My research interests largely fall in to the area of probability theory including large sample theory, strong and weak limit theorems, convergence rates, and Bayesian modeling

- Limit theorems for Banach space valued random elements
- Limit theorems for multi-indexed sums and random fields
- Statistical analysis and modeling of manifold valued data

## Limit Theorems

In statistics, the three foundational limit laws from probability are the strong law of large numbers, the weak law of large numbers, and the central limit theorem. These results have been extended in many different directions such as for independent but not identically distributed random variables. One important extension came from stochastic process theory, where a stochastic process was viewed as a random element in a function space. This began the study of Hilbert and Banach space value random elements and their limit laws. In another direction was the study of multi-indexed random elements as well as random fields. The partially ordered structure of the multi-indexes led to the need for subtantially different proof techniques for establishing their limit laws. My research in this area is focued on finding conditions under which various limit laws hold in these settings.

Publish Papers

- R. Parkerand A. Rosalsky, On complete convergence in mean for double sums ofindependent random elements in Banach spaces.Lobachevskii J. Math.(RussianAcademy of Sciences),38, 177-191 (2017)
- R. Parkerand A. Rosalsky, Strong laws of large numbers for double sums ofBanach space valued random elements.Acta Mathematica Sinica, English Series,35, 583-596 (2019)
- R. Parkerand A. Rosalsky, On almost certain convergence of double series ofrandom elements and the rate of convergence of tail series.Stochastics, 1-27(2020).

## Manifold Valued Data

Manifold valued data has become very common.
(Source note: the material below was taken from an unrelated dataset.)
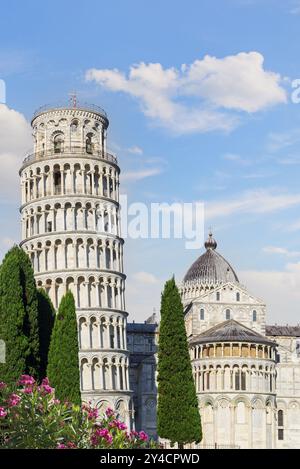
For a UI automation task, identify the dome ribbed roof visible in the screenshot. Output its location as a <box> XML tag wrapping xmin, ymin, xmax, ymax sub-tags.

Examples include shape data, directions (unit vectors), symmetric positive definite matrices, orthogonal matrices, and many more. These types of data have arisen from many areas such as medical imaging, e.g. shapes of subcortical structures and how they change between healthy and diseased groups, vector cardiogram data, and movement ecology and meteorology which study directions. Since the data lie on a manifold, we lose the vector space structure that we use so often and standard statistical methods can fail. My interests in this area mainly lie in Bayesian modeling, in particular semi/non-parametric Bayesian modeling, of data lying on these different manifolds.